Performance Evaluation System for Design Phase of High-Rise Building Projects: Development and Validation Through Expert Feedback and Simulation [
9]:
In this study, the authors develop a performance evaluation system for the design phase of high-rise building projects, addressing a gap whereby performance is usually only measured during construction. The process involved identifying 21 key performance indicators, creating standardized indicator sheets, and building a dashboard-based evaluation tool in Excel. Validated by experts and tested on an AI-generated simulated project, the system effectively detected performance issues across planning, cost, time, quality, and people categories. The results showed strengths in quality and stakeholder collaboration but weaknesses in cost and time. The tool is practical and adaptable for real projects, though broader international validation and real-world application are recommended for future studies.
Bibliometric Analysis of Hospital Design: Knowledge Mapping Evolution and Research Trends [
10]:
Hospital design significantly influences patient outcomes, clinical efficiency, and infection control. Since the COVID-19 pandemic, research in this area has grown rapidly, with increasing interdisciplinary collaboration.
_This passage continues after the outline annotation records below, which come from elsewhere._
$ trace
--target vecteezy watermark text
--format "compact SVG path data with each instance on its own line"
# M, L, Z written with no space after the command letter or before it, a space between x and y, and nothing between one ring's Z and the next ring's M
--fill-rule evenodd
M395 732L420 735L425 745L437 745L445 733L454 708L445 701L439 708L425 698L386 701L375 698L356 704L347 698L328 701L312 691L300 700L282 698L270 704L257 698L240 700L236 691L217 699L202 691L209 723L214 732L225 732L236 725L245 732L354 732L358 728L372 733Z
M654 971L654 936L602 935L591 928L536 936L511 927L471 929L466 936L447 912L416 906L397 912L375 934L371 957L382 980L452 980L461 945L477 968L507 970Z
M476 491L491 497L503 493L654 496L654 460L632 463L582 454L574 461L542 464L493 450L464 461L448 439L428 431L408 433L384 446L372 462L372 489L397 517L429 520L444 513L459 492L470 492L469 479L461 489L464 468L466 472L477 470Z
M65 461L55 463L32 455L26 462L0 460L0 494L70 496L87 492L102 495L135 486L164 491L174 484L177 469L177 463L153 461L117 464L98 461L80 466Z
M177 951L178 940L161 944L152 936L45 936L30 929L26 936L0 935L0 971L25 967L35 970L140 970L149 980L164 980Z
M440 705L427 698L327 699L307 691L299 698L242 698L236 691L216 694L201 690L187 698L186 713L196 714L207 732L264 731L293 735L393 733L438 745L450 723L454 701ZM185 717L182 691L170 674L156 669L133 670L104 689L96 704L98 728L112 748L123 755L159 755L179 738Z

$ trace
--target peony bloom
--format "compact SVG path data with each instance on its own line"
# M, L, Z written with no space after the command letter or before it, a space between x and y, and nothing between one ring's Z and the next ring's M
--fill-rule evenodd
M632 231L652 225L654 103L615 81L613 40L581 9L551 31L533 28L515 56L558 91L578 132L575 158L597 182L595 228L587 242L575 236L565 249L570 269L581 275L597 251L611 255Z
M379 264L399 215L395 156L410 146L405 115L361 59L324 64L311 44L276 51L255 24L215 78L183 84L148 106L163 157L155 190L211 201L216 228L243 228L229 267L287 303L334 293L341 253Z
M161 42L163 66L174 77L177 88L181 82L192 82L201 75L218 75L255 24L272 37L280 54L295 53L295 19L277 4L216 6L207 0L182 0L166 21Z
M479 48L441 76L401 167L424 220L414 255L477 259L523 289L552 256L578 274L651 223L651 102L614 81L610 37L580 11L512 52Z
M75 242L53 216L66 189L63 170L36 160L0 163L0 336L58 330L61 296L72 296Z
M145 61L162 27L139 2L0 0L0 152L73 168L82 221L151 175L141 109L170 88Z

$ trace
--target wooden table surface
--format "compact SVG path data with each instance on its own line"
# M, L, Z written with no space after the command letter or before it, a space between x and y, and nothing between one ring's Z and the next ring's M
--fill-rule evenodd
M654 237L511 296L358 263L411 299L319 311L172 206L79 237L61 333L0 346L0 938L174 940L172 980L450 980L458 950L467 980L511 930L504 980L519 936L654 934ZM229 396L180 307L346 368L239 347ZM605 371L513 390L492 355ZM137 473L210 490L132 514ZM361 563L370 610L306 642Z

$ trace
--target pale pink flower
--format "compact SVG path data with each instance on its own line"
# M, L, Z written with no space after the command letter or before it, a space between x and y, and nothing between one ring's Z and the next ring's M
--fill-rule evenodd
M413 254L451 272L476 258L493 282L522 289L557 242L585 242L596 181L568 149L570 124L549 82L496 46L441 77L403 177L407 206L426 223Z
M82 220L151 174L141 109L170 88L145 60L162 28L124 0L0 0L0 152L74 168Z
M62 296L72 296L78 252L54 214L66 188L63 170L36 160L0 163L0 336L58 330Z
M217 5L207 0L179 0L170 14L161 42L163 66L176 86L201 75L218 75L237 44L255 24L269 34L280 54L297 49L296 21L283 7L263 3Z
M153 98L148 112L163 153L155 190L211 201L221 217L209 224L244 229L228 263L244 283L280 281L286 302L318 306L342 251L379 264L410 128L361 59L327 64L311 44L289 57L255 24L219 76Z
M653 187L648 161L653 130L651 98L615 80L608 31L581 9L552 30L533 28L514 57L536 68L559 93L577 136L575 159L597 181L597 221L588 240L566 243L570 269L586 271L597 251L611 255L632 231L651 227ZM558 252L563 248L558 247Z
In this study, the authors perform a bibliometric analysis using CiteSpace (version 6.2.R3), Excel, and Tableau (version 2024.3) to examine 877 publications from 1932 to 2025. The authors explore trends in publication, collaboration networks, co-citation structures, and keyword evolution. The findings show accelerated development since 2019, with multipolar global collaboration but low institutional connectivity. Evidence-based design remains foundational, while healing environments, biophilic design, and patient-centered strategies emerge as key themes. The study offers systematic insights into the field’s evolution, knowledge base, and future directions for researchers and practitioners.